Giving Compass' Take:

• Natalie Spievack and Cameron Okeke argue that by naming what creates and maintains racial disparities, we can challenge harmful narratives.

• Why aren't the discussed points in this article already common practice? How can funders work to close the gaps identified in this research? 

• Learn about the role of entrepreneurship in building wealth for black Americans. 


Many 2020 Democratic presidential candidates have emphasized the role of historical and contemporary discrimination in creating and perpetuating disparities between Black and white Americans. This discourse underscores the critical responsibility of all public voices—including researchers, policymakers, practitioners, and journalists—to consistently use their platforms to call out the root causes of racial disparities.

When we name the historical and contemporary policies and practices that create and maintain racial disparities, we can challenge harmful stereotypes and narratives that shape the way people of color are perceived and treated.

Making this consistent practice can help produce effective solutions by rightfully shifting responsibility for disparate outcomes from people of color to systems of oppression.

Contextualizing disparities challenges harmful narratives
America’s dominant cultural lens and narrative centers on white people and portrays the country’s past primarily as a story of social innovation and progress.

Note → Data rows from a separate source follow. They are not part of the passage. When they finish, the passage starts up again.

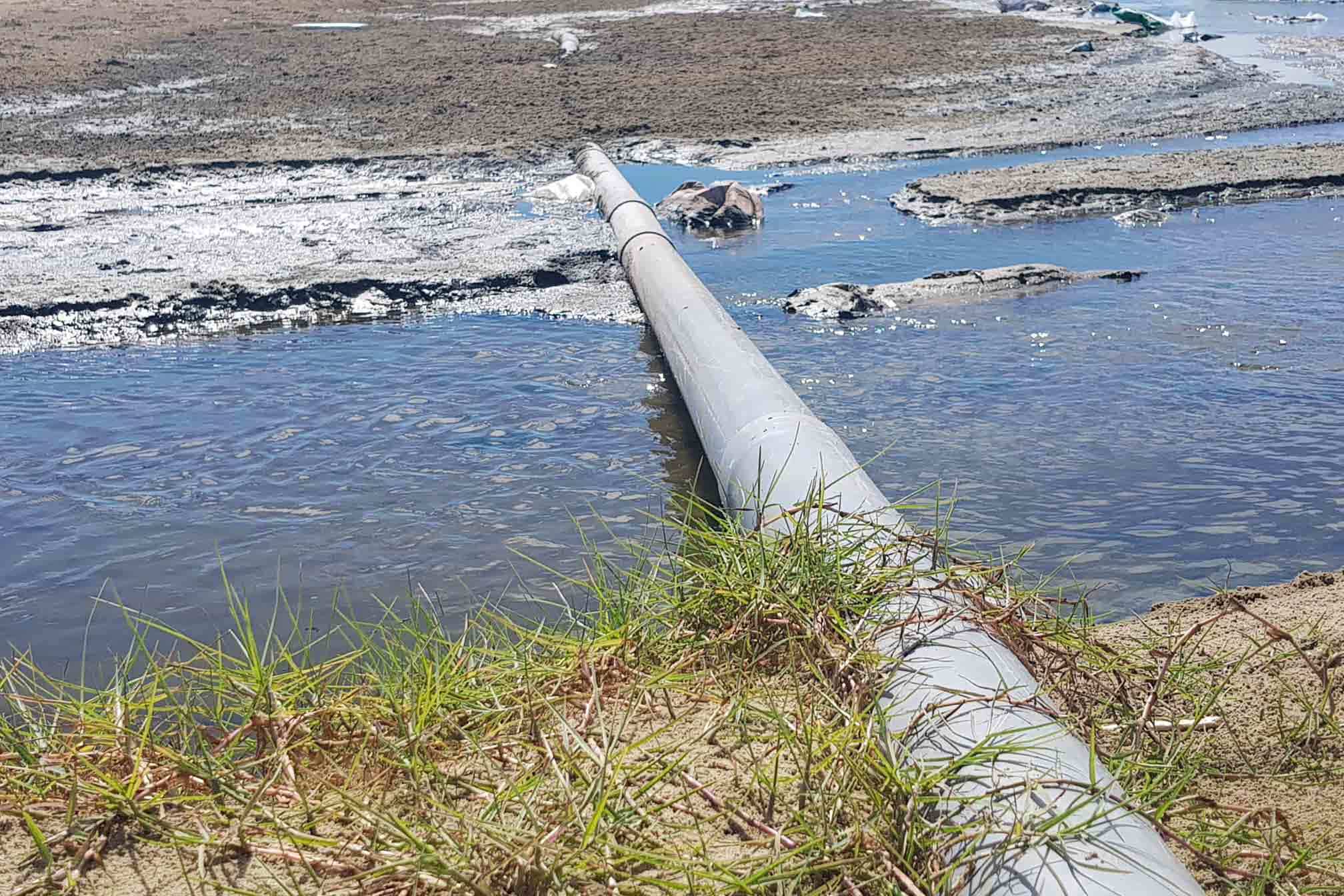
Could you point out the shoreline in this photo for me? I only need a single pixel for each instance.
(205, 86)
(723, 721)
(1105, 186)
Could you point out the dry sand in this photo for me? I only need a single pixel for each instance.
(1107, 186)
(1263, 757)
(742, 82)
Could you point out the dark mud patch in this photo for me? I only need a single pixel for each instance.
(847, 301)
(145, 82)
(597, 292)
(1161, 182)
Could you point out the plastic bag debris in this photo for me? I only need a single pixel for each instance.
(567, 39)
(1145, 21)
(575, 189)
(1141, 218)
(1291, 21)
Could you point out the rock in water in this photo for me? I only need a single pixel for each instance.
(721, 206)
(846, 301)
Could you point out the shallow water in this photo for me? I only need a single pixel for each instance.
(1155, 435)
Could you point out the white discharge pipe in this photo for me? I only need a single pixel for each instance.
(959, 700)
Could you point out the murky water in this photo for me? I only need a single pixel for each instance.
(1155, 435)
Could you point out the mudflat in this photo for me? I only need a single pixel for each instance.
(115, 83)
(1079, 187)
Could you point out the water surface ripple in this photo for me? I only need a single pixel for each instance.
(1155, 435)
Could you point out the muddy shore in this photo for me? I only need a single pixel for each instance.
(741, 82)
(1081, 187)
(375, 171)
(120, 258)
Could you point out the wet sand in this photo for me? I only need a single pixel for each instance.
(120, 83)
(1081, 187)
(120, 258)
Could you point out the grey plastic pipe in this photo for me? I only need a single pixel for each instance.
(959, 700)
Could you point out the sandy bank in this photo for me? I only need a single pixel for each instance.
(116, 258)
(1108, 186)
(1269, 657)
(727, 81)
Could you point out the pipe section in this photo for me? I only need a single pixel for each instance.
(959, 699)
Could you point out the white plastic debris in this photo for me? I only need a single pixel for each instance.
(575, 189)
(1289, 21)
(1141, 218)
(1161, 725)
(567, 39)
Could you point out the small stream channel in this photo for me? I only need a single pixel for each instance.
(1155, 437)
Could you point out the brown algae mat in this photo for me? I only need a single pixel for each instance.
(1113, 185)
(707, 725)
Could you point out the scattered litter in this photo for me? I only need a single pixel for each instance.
(575, 189)
(567, 39)
(1291, 21)
(1141, 218)
(1161, 725)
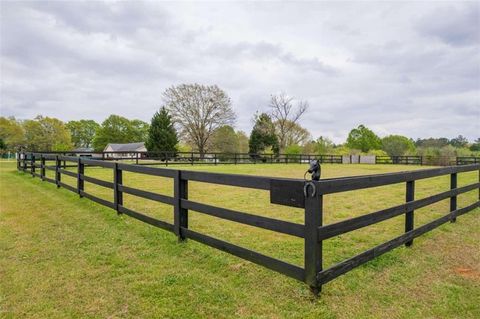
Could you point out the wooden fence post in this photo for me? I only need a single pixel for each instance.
(313, 247)
(117, 194)
(453, 199)
(32, 165)
(42, 168)
(180, 214)
(409, 221)
(80, 172)
(58, 177)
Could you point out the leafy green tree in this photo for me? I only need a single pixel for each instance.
(82, 132)
(162, 136)
(117, 129)
(12, 134)
(432, 142)
(263, 135)
(363, 139)
(397, 145)
(47, 134)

Within this narrative, modern problems like poverty and crime are individual and communal failings, and, by extension, racial disparities are indicative of poor choices or behavioral patterns, not historical and continued discrimination. This narrative minimizes or erases the impact of the human trafficking and bondage of people of African descent and the subsequent terrorizing and humiliation of Black people through violence, the Black Codes, and Jim Crow. And it implicitly perpetuates the belief that white people are doing better because they are inherently better or are working harder, laying the bedrock for white supremacy.